A Melbourne legend, Cookie was one of the city’s first craft beer venues. But it also happens to do some of the best casual Thai food in the city, with a long and flexible menu served till late. Their Pad Thai, sweet with tamarind and sour with lime, its glassy rice noodles infused with the taste of well seasoned pans, is the perfect thing for soaking up all that good beer.
We love Tipo 00 for the stunningly fresh Australian Italian small plates, for the pasta, and some days, most of all for the desserts. There are a million panna cottas in Melbourne, but perhaps none as delicate and creamy as Tipo’s, served with the freshest fruit available, so magically light that no matter how much pasta we’ve stuffed ourselves with, we can always find room. Swoon.
Usually you have to slog through a whole actual piece of chicken to justify eating a couple of mouthfuls of delicious crisped chicken skin. Boring! Not so at Lee Ho Fook, where chef Victor Liong has taken the very best part of the chicken and made a whole dish from it: a shallow bowl of shattery schmaltz, punctuated by fiery chilli, spring onions and ginger. Like everything at this restaurant it is dynamic, addictive, and supercharged with flavour.
Ever heard of chicken and waffles? How about duck and waffles? How about foie gras and waffles?
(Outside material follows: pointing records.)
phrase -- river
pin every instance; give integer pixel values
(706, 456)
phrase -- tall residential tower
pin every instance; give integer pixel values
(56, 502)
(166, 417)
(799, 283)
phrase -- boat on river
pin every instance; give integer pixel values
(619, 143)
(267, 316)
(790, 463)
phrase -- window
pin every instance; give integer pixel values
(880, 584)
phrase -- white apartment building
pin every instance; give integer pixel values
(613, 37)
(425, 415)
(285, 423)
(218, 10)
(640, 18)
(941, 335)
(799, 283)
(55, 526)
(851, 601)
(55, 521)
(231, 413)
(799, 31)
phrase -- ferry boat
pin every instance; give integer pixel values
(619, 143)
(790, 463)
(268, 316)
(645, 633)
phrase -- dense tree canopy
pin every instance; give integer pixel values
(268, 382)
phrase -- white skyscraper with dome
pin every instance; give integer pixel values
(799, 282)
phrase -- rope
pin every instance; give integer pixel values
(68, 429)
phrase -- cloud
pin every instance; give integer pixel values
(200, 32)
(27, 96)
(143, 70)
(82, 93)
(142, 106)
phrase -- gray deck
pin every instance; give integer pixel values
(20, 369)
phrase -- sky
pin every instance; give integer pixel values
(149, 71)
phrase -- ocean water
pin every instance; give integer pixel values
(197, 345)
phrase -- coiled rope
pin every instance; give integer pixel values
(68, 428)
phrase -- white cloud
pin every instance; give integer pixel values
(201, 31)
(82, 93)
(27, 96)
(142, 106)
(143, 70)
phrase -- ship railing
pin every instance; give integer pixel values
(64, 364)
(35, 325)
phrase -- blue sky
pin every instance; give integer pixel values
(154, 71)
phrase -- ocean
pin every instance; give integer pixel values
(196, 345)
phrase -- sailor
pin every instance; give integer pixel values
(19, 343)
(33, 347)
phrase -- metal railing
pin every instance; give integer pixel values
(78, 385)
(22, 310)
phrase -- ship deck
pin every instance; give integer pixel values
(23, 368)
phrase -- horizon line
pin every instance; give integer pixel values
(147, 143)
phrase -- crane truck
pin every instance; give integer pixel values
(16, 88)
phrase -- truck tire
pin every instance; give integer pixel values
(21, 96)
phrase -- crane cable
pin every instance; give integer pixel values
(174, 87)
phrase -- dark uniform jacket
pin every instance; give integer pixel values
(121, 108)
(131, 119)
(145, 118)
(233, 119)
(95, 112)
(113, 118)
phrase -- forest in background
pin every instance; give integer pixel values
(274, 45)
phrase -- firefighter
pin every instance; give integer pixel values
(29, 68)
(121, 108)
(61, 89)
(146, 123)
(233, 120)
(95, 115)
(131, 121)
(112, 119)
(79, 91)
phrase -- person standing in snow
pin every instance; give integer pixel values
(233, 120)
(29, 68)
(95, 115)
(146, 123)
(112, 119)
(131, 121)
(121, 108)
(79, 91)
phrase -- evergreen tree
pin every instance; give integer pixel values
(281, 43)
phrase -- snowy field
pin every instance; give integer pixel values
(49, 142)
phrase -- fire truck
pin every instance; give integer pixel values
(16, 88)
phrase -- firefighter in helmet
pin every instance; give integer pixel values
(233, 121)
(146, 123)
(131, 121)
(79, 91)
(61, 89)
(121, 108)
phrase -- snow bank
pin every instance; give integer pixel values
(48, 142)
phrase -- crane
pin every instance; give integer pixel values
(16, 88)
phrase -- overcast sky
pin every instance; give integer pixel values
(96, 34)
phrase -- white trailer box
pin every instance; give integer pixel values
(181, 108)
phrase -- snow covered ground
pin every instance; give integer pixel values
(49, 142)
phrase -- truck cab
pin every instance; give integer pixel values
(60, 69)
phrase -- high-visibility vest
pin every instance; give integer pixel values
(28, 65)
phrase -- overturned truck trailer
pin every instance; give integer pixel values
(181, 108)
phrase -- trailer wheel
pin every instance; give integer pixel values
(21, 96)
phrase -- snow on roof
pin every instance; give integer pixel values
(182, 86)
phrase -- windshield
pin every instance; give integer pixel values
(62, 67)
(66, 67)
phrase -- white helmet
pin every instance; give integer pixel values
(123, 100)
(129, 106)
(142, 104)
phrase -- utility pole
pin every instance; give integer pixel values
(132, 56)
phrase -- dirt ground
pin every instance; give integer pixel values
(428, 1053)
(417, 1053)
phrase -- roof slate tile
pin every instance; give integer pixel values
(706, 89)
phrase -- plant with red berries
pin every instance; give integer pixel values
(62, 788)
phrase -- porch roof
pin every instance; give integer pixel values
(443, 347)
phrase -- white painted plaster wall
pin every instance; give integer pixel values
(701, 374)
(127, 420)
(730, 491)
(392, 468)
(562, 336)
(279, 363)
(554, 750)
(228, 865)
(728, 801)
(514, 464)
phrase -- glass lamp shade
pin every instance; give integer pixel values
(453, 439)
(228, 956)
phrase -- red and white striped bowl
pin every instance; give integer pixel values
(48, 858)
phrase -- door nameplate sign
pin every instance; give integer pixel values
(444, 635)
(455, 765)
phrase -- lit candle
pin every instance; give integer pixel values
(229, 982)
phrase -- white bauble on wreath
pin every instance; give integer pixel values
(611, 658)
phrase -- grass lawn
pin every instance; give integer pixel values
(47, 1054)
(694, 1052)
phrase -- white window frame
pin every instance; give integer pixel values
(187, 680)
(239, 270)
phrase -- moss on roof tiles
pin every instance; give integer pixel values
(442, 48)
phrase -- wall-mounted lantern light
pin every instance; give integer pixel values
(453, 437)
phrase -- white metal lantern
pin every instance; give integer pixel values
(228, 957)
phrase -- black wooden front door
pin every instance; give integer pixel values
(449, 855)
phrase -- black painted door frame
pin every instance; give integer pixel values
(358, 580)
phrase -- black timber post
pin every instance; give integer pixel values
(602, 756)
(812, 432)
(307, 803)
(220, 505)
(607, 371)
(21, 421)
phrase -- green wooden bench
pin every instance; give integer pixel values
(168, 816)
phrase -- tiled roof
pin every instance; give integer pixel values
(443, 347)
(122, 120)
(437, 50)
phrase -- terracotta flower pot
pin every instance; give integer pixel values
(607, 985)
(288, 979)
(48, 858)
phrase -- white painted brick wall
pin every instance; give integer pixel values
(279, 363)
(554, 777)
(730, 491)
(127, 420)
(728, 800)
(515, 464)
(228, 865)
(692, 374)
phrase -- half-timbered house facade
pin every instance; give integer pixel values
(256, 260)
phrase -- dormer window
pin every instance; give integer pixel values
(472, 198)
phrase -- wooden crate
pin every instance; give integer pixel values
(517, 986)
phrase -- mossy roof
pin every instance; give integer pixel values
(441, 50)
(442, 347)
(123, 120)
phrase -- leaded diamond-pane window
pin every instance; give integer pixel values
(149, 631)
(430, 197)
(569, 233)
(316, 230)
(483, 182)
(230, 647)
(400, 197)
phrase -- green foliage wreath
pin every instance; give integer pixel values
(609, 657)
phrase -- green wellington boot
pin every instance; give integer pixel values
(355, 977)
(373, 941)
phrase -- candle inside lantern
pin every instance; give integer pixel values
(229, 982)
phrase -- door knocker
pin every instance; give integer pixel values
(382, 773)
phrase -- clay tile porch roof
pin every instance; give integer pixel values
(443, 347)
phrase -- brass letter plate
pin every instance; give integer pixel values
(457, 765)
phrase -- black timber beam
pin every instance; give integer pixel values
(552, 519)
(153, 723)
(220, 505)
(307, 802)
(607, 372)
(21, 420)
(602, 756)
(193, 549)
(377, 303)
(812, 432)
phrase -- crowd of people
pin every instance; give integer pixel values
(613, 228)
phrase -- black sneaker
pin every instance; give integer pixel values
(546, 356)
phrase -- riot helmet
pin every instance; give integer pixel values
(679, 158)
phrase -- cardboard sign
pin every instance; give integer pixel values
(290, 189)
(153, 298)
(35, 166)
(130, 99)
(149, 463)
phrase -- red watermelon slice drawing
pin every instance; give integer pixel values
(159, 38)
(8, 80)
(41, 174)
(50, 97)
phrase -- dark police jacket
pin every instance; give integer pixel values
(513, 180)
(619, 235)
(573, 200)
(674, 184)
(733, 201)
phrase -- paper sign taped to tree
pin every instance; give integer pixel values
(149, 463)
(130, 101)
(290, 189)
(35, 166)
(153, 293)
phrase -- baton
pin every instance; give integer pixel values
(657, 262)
Andrew McConnell and his team at CBD wine loft Cumulus Up have created an ingenious mashup of all of the above: a duck waffle topped with a generous dollop of foie gras mousse, tempered with a little sweet prune. It’s just about the most luxurious bite of food around, infused with cleverness to spare.
The xiao long bao at Din Tai Fung are a bona fide international sensation, and for good reason. The juicy pork soup dumplings have ethereally delicate skins that keep their integrity, retaining all that precious liquid inside right up until the moment you bite down on them. The pork inside is full of ginger and scallion flavour, and the gushing soup is savoury and perfect. At peak hours you’re going to have to wait, but the chance to get one of the world’s great dishes for $13.80 makes just about any wait worthwhile.